Income inequality levels and trends are increasingly a subject of public discussion and have been analyzed in depth by economists and other social scientists. Major books about inequality receive wide attention, such as Tony Atkinson’s Inequality: What Can Be Done and Thomas Piketty’s Capital in the Twenty-First Century. Most recently, an Oxfam report made global headlines, revealing that the 62 richest people own the same wealth as half the world.
Productive debate about what is happening to inequality requires reliable estimates. Yet, the two main sources of information – household surveys and tax return data – can provide very different estimates of inequality trends. A new IZA paper by Richard V. Burkhauser, Nicolas Hérault, Stephen Jenkins and Roger Wilkins addresses this problem, demonstrating that it is possible to reconcile and combine tax return and survey data in a manner that exploits the strengths of each source, and thereby provide better answers to questions such as: what has been happening to income inequality since the mid-1990s?

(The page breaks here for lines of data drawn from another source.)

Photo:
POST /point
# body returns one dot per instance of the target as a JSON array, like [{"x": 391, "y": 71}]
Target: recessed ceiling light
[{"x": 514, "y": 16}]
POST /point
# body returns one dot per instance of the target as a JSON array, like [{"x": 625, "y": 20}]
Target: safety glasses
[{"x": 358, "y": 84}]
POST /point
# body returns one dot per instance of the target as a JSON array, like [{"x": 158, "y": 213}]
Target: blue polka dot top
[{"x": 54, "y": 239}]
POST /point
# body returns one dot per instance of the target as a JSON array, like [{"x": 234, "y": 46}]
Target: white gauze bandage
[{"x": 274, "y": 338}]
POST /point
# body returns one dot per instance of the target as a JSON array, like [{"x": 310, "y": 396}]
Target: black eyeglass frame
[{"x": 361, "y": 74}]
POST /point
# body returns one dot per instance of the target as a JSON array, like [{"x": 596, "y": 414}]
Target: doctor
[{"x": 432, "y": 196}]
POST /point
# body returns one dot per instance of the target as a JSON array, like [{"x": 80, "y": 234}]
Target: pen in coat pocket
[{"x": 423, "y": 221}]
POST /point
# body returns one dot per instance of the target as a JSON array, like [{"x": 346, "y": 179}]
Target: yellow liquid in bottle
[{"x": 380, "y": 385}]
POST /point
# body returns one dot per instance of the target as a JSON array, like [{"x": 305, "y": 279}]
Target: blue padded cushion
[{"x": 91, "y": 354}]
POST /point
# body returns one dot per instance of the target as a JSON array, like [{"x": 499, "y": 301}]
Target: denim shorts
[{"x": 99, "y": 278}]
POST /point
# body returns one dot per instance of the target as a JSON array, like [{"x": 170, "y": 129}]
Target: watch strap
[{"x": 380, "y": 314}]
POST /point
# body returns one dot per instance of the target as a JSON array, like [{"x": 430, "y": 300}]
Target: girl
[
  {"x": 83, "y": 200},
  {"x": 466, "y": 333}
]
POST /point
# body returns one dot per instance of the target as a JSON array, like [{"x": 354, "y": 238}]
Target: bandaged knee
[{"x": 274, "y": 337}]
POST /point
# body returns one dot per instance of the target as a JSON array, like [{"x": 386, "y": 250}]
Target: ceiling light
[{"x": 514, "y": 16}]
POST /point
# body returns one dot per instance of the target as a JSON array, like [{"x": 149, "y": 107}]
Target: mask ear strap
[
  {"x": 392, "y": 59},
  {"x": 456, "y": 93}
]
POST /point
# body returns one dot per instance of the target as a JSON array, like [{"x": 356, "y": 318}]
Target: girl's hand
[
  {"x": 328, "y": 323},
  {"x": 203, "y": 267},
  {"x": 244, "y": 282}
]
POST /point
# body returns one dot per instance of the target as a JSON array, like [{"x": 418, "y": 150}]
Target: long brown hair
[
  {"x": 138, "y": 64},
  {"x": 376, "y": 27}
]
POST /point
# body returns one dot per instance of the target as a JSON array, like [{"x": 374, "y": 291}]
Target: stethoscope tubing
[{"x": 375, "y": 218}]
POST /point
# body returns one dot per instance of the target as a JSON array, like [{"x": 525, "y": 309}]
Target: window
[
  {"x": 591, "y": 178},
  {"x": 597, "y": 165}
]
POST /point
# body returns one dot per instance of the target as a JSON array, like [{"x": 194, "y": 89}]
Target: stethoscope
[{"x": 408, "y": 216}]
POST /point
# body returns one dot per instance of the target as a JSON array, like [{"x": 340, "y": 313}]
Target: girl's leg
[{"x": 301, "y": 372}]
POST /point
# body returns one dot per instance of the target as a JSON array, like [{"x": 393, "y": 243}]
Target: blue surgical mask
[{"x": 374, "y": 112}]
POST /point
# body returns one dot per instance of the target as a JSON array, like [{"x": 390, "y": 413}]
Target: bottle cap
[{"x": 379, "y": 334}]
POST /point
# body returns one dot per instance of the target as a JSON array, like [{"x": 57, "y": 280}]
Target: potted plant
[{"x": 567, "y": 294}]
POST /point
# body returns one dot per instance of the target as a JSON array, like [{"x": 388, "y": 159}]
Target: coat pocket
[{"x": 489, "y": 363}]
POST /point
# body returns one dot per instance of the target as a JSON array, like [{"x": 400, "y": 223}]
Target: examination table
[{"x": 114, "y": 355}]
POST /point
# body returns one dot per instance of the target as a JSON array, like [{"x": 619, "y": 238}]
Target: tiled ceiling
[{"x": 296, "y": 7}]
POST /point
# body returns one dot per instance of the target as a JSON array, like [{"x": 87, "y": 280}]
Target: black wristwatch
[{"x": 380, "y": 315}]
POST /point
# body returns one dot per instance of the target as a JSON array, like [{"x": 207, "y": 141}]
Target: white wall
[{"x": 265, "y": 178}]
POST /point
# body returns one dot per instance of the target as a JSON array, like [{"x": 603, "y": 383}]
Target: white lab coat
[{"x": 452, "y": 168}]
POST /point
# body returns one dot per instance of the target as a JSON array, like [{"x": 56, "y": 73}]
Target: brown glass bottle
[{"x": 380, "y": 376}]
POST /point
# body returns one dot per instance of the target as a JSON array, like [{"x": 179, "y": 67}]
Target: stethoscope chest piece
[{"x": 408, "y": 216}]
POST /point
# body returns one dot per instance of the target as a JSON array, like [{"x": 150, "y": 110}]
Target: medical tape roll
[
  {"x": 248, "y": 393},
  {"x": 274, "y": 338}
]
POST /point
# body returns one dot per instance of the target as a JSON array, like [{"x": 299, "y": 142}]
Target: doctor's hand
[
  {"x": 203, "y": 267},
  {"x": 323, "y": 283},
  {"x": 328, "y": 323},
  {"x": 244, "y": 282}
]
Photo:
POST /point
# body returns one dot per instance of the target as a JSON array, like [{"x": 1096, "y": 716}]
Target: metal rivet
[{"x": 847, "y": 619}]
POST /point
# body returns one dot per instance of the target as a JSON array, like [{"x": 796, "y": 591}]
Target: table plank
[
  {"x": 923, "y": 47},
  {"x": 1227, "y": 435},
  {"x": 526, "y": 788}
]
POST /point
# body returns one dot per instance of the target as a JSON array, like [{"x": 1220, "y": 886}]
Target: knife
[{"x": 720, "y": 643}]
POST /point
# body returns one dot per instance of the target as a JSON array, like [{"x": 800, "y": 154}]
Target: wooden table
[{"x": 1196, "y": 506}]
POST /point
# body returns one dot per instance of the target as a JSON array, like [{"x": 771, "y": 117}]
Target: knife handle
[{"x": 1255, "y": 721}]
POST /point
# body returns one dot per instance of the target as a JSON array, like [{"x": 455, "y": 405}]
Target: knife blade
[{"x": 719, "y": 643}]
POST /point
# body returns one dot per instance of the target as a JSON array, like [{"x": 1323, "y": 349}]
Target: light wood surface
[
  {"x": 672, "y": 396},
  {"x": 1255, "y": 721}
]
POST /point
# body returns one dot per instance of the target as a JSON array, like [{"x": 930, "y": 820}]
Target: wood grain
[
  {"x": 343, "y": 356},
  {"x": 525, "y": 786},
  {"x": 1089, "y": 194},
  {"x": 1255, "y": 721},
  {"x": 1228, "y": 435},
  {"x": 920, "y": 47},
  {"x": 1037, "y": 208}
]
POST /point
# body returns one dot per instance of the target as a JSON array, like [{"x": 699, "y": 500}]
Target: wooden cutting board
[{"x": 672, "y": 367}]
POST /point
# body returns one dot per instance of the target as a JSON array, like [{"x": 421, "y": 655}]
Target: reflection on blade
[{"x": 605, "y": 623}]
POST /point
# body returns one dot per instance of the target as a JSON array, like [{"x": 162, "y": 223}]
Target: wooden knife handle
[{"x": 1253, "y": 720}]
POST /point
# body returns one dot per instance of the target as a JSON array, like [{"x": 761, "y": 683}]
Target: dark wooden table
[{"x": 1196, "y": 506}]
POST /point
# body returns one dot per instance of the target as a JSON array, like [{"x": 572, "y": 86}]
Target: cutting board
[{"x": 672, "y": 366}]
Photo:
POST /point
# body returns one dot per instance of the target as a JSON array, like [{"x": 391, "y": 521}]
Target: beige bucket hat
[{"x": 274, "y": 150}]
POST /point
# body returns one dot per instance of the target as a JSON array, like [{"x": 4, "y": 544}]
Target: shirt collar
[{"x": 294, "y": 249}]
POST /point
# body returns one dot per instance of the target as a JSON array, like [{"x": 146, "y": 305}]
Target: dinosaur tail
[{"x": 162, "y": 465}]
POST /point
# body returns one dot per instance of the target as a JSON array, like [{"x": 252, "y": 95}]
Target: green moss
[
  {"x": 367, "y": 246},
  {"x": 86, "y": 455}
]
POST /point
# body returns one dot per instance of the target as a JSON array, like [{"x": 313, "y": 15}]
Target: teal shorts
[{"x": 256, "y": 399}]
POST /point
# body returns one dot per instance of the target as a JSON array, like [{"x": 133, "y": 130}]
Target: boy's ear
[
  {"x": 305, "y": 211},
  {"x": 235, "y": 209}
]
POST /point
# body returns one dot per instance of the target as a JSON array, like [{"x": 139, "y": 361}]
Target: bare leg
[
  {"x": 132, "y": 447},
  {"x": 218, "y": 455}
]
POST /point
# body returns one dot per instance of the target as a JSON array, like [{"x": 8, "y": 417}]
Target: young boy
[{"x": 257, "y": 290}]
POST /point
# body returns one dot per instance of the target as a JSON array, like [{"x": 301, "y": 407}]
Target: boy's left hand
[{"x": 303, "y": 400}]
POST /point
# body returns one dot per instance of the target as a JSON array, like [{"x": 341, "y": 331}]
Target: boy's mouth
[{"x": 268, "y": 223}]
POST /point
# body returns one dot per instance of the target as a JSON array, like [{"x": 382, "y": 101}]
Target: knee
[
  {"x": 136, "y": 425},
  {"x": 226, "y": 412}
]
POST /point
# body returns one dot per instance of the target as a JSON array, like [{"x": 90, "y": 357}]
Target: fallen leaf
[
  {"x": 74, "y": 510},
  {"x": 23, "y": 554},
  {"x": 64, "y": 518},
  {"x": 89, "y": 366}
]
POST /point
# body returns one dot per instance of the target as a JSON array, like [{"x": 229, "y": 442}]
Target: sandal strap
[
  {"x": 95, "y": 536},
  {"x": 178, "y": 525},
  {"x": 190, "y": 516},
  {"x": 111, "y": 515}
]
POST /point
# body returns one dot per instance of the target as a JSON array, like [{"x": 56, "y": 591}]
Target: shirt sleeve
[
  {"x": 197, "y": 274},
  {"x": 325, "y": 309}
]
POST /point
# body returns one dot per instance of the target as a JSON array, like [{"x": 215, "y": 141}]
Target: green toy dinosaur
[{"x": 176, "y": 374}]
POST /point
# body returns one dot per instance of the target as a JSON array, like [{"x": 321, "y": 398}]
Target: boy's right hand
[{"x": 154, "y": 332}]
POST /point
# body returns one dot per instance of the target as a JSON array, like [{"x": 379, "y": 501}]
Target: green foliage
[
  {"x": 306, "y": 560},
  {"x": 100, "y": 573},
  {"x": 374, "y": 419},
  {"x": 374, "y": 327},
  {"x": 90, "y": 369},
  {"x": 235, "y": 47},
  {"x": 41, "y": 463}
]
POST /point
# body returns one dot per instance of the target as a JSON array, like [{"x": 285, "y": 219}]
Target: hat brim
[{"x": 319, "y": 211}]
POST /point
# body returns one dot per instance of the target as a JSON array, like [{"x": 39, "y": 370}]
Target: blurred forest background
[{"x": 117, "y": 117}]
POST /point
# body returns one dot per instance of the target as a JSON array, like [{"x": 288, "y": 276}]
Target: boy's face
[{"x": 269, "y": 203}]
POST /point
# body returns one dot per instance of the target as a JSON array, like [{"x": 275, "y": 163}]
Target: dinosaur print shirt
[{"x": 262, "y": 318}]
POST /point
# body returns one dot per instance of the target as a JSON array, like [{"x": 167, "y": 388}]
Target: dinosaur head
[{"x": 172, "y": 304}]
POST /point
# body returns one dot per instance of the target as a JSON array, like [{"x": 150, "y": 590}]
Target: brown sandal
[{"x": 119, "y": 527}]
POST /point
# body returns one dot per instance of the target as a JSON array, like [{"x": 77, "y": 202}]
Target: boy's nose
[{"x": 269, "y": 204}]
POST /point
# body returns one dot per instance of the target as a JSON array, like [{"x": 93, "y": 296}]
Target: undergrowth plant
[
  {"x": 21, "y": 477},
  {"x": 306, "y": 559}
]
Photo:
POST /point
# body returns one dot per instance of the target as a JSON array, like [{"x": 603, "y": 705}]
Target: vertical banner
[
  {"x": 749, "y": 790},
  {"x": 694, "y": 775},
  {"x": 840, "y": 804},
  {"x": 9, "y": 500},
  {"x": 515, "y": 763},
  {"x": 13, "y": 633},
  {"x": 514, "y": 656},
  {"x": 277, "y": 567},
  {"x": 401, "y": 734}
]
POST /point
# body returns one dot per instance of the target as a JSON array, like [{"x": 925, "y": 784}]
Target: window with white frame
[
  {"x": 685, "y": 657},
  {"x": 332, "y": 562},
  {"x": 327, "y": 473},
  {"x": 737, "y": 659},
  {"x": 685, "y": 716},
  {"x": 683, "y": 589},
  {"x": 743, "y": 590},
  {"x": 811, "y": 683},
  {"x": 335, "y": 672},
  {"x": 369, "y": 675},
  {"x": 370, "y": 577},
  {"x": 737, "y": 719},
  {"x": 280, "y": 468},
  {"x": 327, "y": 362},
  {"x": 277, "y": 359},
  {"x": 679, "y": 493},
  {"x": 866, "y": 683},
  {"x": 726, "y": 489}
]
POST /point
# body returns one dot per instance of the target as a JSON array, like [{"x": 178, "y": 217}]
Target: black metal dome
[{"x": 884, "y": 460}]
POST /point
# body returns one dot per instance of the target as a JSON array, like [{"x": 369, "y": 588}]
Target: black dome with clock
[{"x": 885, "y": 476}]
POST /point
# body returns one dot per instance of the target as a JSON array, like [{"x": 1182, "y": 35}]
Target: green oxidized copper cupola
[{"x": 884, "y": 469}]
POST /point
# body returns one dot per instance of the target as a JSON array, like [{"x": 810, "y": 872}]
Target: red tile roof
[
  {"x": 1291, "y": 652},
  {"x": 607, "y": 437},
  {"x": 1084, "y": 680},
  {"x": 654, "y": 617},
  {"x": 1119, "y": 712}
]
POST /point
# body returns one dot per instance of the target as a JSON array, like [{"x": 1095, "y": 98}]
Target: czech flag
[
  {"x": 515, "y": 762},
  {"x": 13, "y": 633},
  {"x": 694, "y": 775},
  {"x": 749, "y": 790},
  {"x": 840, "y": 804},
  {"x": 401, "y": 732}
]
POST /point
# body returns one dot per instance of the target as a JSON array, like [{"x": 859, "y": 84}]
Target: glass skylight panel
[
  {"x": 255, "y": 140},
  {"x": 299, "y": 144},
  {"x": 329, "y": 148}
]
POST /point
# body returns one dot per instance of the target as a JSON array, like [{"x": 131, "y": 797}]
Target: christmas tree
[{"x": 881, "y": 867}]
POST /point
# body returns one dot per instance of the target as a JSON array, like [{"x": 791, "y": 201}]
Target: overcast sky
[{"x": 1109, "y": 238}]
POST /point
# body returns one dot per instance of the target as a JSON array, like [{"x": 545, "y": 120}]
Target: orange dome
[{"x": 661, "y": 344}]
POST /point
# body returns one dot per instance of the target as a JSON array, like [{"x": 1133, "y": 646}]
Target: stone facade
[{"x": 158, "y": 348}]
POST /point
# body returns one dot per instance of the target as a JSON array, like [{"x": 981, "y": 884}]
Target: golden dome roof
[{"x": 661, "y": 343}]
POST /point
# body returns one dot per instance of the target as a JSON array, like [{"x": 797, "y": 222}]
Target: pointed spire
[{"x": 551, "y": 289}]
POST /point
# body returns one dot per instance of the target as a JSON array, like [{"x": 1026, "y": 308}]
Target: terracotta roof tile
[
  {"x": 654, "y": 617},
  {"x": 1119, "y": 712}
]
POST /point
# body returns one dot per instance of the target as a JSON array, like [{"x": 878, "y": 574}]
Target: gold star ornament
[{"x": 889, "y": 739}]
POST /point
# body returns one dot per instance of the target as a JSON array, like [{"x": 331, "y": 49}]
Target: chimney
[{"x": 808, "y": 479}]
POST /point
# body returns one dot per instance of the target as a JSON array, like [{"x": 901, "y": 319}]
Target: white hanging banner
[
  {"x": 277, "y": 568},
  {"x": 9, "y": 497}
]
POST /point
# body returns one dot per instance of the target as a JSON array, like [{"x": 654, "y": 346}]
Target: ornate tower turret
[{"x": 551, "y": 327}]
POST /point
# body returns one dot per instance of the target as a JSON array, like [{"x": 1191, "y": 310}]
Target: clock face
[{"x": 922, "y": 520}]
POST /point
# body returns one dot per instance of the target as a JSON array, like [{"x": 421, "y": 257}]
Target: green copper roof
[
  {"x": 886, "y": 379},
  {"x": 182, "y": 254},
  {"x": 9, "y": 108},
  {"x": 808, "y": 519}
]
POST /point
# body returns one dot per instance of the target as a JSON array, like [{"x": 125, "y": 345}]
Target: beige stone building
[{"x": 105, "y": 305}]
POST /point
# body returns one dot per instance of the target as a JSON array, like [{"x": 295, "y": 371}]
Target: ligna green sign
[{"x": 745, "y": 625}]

Different data, different definitions, different results
Household survey data are used to compile the UK’s income distribution statistics (published in the annual Households Below Average Income reports), and are also the basis of most of the cross-national comparisons of inequality published by Eurostat (using EU-SILC data) and by the OECD (such as in its recent reports Growing Unequal?, Divided We Stand, and In It Together). The other main source of information about inequality is the World Top Incomes Database, which provides estimates of the share of total income held by the richest 1% and other top income groups for many countries around the world, including the UK.
The estimates are based on personal income tax return data but use different definitions than the survey data. On the one hand, tax return data have much better coverage of top incomes than do household surveys, meaning that survey-based estimates under-record how much inequality is rising during periods when top incomes are growing faster than non-top incomes. On the other hand, survey data estimates use fuller definitions of ‘income’ and the ‘income-sharing unit’, and inequality can be summarized using indices that take account of all incomes from poorest to richest.
Combining the strengths of both sources
The new IZA discussion paper provides improved estimates of UK income inequality trends since the mid-1990s, drawing on the complementary strengths of the two sources. Exploiting the flexibility provided by the unit-record survey data, first, the authors reconcile definitions and derive new variables that use the same definitions as in the tax return data.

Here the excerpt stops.